Ainda não tenho certeza do quanto esse título é certeiro ou irônico. Certeiro porque realmente estamos sobrevivendo, praticamente por aparelhos, em 2020. Irônico porque se parar para analisar a dúvida que fica é “estamos mesmo sobrevivendo ou apenas nos deixando morrer?” Prefiro ser otimista e olhar pelo viés do “ao menos estamos respirando”, embora seja “do jeito que dá”.

O mesmo ano em que estou realizando o sonho de me lançar no mercado literário e que tenho sentido pequenas doses de realização pessoal após períodos difíceis, é o ano em que o mundo enfrenta uma das maiores crises e, consequentemente, todos estão encarando seus demônios e tendo de lidar com seu eu. A pandemia nos colocou na linha de frente da guerra pela vida e nos fez questionar toda nossa existência e como daremos sequência a ela.

Então, chega aquele dia em que, desde que me lembro, eu vibro na minha maior intensidade por ser um marco anual de que mais um ciclo chega e vou ter mais chances de fazer novas coisas acontecerem. Mas, este ano, eu não sinto assim. Eu apenas olho para os últimos meses e penso: “caraca, parabéns para mim por estar sobrevivendo”. Aliás, parabéns para todos nós.

Vou começar a tornar hábito o ato de deitar na cama e agradecer, ou acordar e agradecer, por ter sobrevivido mais um dia. Não tá fácil e disso todos sabemos. Haja Bons livros, bons filmes, boa literatura, bons vinhos, boas comidinhas, bons cafés e boa disciplina para não se revoltar e “meter o louco”, o que equivale a enlouquecer e se descontrolar, em linguagem popular. Haja paciência, para com os outros e para com nós mesmos, diariamente.
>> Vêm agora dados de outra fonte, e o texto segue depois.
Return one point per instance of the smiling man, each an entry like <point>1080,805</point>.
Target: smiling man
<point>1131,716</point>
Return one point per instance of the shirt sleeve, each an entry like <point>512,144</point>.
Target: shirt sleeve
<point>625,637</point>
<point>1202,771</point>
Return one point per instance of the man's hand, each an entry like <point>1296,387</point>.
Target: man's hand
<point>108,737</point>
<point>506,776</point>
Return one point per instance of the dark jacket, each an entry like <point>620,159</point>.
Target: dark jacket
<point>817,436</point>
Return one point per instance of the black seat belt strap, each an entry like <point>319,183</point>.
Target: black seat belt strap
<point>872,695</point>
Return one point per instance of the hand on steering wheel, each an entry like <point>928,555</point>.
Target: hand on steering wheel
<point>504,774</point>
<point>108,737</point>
Se tu estás lendo isso aqui, comemore. Pois são CENTO E SETENTA E TRÊS DIAS desde que, lá em março, começamos esse exaustivo isolamento. É quase meio ano de pandemia e preocupações diárias com qualquer tosse, espirro ou dor. Somos vencedores dessa tentativa diária de se manter na corrida da vida, que não tem linha de chegada, mas tem muitos obstáculos e todos os dias temos renovado o contrato de corredores, mesmo nos dias em que desaceleramos. Então, me permito a repetição: PARABÉNS! Para mim, para ti e para todos aqueles que conseguem acordar e pensar “ufa, sobrevivi ao ontem”.